Crypto company Ripple is giving $50 million to universities including Stanford, MIT, and UCL for blockchain research
- Payments company Ripple is launching a $50 million fund to finance blockchain and crypto research at universities.
- The new fund highlights the early-stage nature of blockchain and crypto tech, which many companies around the world are trying to use to create commercial ventures.
Crypto payments company Ripple has announced a new $50 million fund to finance university research into blockchain and cryptocurrency technologies.
Ripple has partnered with 17 universities around the world for the new project, including MIT, University College London, Princeton, Stanford, and the Australian National University. Universities involved in the project will be able to apply to Ripple's University Blockchain Research Initiative fund for cash. Some of the $50 million has already been allocated.
Eric van Miltenburg, SVP of Global Operations at Ripple, said in a statement: "Academia has traditionally been a critical driver of technical innovation.
"The University Blockchain Research Initiative is an acknowledgement of the vital importance of the unique role universities will play in advancing our understanding and application of cryptography and blockchain technology. It also speaks to the reality that university graduates will fuel a continually evolving and maturing financial marketplace and workforce."
Ripple is not the first to collaborate with the university sector. Charles Hoskinson, who helped develop ethereum, last year committed to investing $1 million in setting up new blockchain labs at the University of Edinburgh and the Tokyo Institute of Technology.
Both instances highlight the fact that the cryptocurrency space remains an early stage, development-led sector, despite large numbers of businesses trying to build commercial products using the technology and the huge amounts of capital these companies have attracted.
Blockchain tech, which was first popularized as the underpinnings of bitcoin, still faces issues around processing power, privacy, and energy usage, among others. Developers around the world are looking at these and other issues in a bid to improve the nascent technology.
van Miltenburg said in a statement: "Much of the enthusiasm and activity to date around blockchain is disconnected from real use cases that result in clear benefits to businesses or civil society.

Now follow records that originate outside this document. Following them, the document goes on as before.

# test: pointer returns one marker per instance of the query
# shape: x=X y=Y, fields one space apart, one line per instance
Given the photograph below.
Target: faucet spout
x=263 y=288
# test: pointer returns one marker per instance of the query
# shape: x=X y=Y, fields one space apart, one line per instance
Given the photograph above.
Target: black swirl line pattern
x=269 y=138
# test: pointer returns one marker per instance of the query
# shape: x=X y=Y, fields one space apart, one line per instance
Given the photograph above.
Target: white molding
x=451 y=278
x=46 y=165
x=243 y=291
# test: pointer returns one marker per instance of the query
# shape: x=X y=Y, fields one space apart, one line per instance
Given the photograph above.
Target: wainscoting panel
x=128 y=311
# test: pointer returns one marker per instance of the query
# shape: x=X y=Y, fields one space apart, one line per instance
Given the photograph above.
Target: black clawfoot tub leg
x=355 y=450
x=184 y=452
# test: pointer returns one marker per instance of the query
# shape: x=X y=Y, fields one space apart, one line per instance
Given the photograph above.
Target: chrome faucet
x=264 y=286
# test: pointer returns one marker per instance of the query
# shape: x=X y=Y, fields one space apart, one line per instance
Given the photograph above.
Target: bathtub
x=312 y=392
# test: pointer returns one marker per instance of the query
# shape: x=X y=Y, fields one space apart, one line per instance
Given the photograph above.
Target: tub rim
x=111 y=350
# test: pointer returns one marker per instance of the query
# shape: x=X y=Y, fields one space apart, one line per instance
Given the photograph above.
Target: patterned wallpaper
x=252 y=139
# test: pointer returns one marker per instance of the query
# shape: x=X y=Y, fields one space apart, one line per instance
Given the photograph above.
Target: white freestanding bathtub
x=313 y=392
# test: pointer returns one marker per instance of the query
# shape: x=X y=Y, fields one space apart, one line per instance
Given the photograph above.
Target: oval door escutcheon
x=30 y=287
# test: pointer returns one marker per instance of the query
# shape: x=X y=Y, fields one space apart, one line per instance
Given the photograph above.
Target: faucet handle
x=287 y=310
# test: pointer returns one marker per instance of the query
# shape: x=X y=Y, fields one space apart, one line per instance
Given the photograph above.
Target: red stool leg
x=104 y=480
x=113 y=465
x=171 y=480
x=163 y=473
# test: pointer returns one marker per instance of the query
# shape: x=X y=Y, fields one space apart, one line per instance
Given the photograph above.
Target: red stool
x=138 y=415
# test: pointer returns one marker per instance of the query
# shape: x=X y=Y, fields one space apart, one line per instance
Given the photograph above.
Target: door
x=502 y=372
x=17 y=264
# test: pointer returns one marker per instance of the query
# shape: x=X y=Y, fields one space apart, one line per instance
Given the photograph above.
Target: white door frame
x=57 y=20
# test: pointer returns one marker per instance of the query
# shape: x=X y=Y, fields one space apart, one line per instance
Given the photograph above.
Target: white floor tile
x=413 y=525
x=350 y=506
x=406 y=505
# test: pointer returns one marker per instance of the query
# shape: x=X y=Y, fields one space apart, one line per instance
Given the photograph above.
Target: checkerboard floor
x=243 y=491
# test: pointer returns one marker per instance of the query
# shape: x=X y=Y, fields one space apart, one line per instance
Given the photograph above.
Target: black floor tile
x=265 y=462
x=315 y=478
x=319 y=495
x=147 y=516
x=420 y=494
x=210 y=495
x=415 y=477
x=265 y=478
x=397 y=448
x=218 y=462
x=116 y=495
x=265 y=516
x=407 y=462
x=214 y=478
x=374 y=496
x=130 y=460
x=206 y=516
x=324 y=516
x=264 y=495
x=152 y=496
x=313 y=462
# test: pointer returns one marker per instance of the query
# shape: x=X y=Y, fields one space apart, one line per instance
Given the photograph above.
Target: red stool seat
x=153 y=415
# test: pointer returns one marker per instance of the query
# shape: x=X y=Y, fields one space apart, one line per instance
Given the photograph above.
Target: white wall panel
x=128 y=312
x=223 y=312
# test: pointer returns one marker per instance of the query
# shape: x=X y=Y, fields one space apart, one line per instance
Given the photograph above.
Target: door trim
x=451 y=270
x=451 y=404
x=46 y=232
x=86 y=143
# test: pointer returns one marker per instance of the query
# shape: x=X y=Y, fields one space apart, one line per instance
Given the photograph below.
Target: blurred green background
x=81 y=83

"While Ripple won't dictate research parameters, we are excited to play a role in helping to support faculty and student-led projects that explore increasingly useful applications of blockchain and cryptocurrencies."
Ripple is closely linked to the cryptocurrency XRP, sometimes also dubbed Ripple, and owns 60% of the currency. The sale of XRP is used to generate the money for the new university fund.
Ripple initially wanted businesses to use XRP to send and receive global payments but struggled with adoption. It has since pivoted to offering a blockchain-based payments product and pitching XRP for use as a liquidity solution.